Food for thought

 A holistic approach to skills shortages

Right now, the job market in North America is a bit of a double-edged sword for businesses. While the low unemployment rate is a positive sign that the economy is growing, it presents its own set of challenges for manufacturers. In the US, there are 0.7 people available per job opening. In Canada, the picture is only slightly different, with 1.3 people available for every job opening.

This situation makes it difficult for manufacturers to fill positions on production lines. When a manufacturer expands capacity on an existing line, or adds a new line, staffing issues become very real. Add to this that the average worker in North America stays with their employer for only 5.2 years, you can start to see why businesses don’t see the same positive economic picture that their respective governments do. Staffing can be a determining factor in an organization’s decision to expand or add new lines.

Adding yet another wrinkle to this is the skills gap in this region. Particularly in production positions, this gap in experience and knowledge between older workers eyeing retirement, and incoming untrained workers – or lack of them – results in a looming labor shortage. Canada is looking to address this shortage in part by planning to accept nearly 1.5 million immigrants by 2025. Meanwhile, in the US, immigration policy remains stalled, exacerbating the situation. Additionally, North American manufacturing companies have been slow to implement European-style apprenticeships, keeping the number of well-trained entry-level workers very low. This is changing to a degree, but not at a pace fast enough to have any real effect on the current staffing situation.

The pressure this employment landscape puts on manufacturers is not insurmountable, though. There are several ways North American processors are addressing these challenges while improving operations, making the most of their installed base, cutting operational costs, and perhaps even making progress in corporate sustainability goals.

Automation plays a key role in improving operations where staffing is an issue and can take an organization a long way towards highly efficient production, even with a reduced workforce. In the milling industry, for example, automation has reached a level that allows “lights out” operation – meaning that the mill can run entirely on its own with a crew of only one or two people to oversee and address any issues. While not every industry can take advantage of such a level of automation, many solutions are available that can drastically improve production efficiency and reduce energy consumption.
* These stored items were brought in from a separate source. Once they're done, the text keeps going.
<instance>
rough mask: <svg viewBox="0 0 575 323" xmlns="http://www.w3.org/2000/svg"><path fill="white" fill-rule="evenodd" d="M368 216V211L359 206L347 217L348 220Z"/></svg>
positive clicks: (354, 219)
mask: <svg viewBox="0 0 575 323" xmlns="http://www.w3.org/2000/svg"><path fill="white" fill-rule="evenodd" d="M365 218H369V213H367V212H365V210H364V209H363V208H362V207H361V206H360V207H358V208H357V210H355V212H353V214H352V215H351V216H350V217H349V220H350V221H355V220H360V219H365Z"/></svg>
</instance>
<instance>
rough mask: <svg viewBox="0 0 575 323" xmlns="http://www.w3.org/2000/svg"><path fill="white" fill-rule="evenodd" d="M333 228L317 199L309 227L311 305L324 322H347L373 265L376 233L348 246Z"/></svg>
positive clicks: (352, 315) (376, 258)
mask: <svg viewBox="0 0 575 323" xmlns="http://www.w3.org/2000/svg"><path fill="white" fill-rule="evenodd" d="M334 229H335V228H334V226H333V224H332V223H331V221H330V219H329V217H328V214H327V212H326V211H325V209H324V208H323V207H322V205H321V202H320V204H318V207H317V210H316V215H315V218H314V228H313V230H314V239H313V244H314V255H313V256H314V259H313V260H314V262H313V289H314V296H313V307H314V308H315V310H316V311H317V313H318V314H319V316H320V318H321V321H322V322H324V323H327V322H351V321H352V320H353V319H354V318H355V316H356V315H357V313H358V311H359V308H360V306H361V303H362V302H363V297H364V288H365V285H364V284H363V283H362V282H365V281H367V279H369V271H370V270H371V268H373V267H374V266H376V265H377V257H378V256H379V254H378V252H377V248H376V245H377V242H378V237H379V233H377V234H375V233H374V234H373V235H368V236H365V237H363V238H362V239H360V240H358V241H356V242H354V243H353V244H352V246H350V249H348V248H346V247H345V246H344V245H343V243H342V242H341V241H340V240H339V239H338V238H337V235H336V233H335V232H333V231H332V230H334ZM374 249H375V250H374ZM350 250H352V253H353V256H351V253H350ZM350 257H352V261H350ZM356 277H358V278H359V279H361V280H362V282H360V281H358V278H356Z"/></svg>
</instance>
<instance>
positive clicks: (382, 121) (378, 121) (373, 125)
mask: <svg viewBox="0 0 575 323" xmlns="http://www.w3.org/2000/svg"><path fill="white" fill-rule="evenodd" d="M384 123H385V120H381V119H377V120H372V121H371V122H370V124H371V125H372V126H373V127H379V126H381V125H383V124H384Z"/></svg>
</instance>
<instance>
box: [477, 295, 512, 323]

Today, automation solutions are incredibly diverse and feature software and hardware components that can be easily integrated into new and existing lines. They can be end-to-end solutions or can focus on a particular operation. Digital products can also have a significant impact here, leveraging data collected from smart and connected devices to improve efficiency. Using algorithms based on years of process expertise, real-time analytics of this data can find areas for improvements and then, using automation tools, adjust the process to optimize towards those improvement targets. This can be done with little to no human intervention and at a far superior speed. Even small improvements from digital tools can deliver significant positive impacts to the bottom line. Bühler has developed a sizeable portfolio of services to help processors grow their operation even in this climate.

An expanding economy and insufficient human resources are conflicting forces. Taking a holistic approach to supporting challenged production operations with considered equipment and services designed to address this dichotomy can help to meet these challenges in a way that benefits all involved.